People jump off that particular bridge for a lot of reasons. Maybe most important, it's convenient. Death is right there, waiting. The railing is only four feet tall; the fall is only four seconds long.

It doesn't hurt that it's such a pretty spot and it's romantic-feeling, and that maybe for the first time in their lives, the suicidal don't feel so alone there. On that bridge, they're finally part of something, this massive vanquished army, growing by the dozens every year.

And strangely, perhaps, many of them probably jump off that bridge because it gives them an outside chance of living. The bridge takes the matter out of their hands, as though it's not their decision anymore: If they were meant to live, if this were all some terrible mistake, then maybe they would survive. It's unlikely, but it's possible—it's possible for a man, even a man aiming to kill himself, to jump off that bridge at such an angle, at such a velocity, and not be exploded by the water but embraced by it.

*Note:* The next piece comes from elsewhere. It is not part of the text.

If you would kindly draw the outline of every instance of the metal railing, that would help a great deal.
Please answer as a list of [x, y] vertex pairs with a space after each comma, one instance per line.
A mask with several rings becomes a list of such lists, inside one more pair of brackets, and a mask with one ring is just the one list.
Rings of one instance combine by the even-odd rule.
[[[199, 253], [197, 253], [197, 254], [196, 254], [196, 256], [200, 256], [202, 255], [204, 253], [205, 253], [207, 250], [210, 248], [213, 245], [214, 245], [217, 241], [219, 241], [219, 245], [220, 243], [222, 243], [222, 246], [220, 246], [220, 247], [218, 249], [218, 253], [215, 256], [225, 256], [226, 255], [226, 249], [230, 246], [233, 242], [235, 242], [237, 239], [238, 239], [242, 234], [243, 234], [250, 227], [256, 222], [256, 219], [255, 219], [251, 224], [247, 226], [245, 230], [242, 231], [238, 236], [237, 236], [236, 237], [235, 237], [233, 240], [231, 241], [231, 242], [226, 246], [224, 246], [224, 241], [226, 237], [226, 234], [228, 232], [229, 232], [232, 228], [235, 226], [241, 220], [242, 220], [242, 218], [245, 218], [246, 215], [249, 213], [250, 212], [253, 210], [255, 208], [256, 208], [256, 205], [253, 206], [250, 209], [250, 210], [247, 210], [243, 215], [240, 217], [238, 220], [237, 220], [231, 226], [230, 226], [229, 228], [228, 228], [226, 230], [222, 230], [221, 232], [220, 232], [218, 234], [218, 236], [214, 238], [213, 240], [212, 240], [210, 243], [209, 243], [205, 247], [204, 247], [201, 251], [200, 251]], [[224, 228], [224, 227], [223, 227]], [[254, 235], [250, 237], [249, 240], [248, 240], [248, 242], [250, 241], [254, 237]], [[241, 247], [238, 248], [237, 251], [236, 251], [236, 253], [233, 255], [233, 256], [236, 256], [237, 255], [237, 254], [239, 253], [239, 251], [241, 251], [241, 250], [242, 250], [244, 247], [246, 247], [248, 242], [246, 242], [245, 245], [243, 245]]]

The truth is, if you were totally positive that you wanted to die, if you were 100 percent certain, then there are better ways to guarantee it: shooting a bullet into your brain (not front to back, but side to side) or lying down on train tracks (not standing, but with your head resting on a rail) or jumping off something higher, with a harder landing. If you really wanted to kill yourself, you could do it. But sleeping pills, carbon monoxide, jumping off the Golden Gate Bridge—those methods, more peaceful, more serene, also provide that chance, however slim, that you might open your eyes and be alive. There's that tiny chance for a different kind of escape.

I thought all those things when I stood in the middle of that bridge one sunny, nearly perfect day in June more than three years ago. I thought all those things when I pulled myself tight against the railing and tried not to cry, choking on it so that no one would become suspicious or try to stop me. There were smiling people standing all around me, ice-cream-eating tourists thinking how beautiful everything was, pointing to spots on the horizon. I looked just like them, except that my eyes were pointed straight down. I looked at the water, and I thought about my parents, my wife, my sons back home, maybe having their dinner on their little plastic plates or playing in their inflatable pool, and more inanimate things, too: my suitcase in my hotel room, my glasses on the bathroom counter, my half-finished book on the nightstand with its corner folded over, page 164. Who would pack up my clothes and send them home? Would the police do that, or would it be a hotel employee, a maid or a concierge?

But mostly, I thought about jumping off that bridge because it seemed like exactly the right thing to do.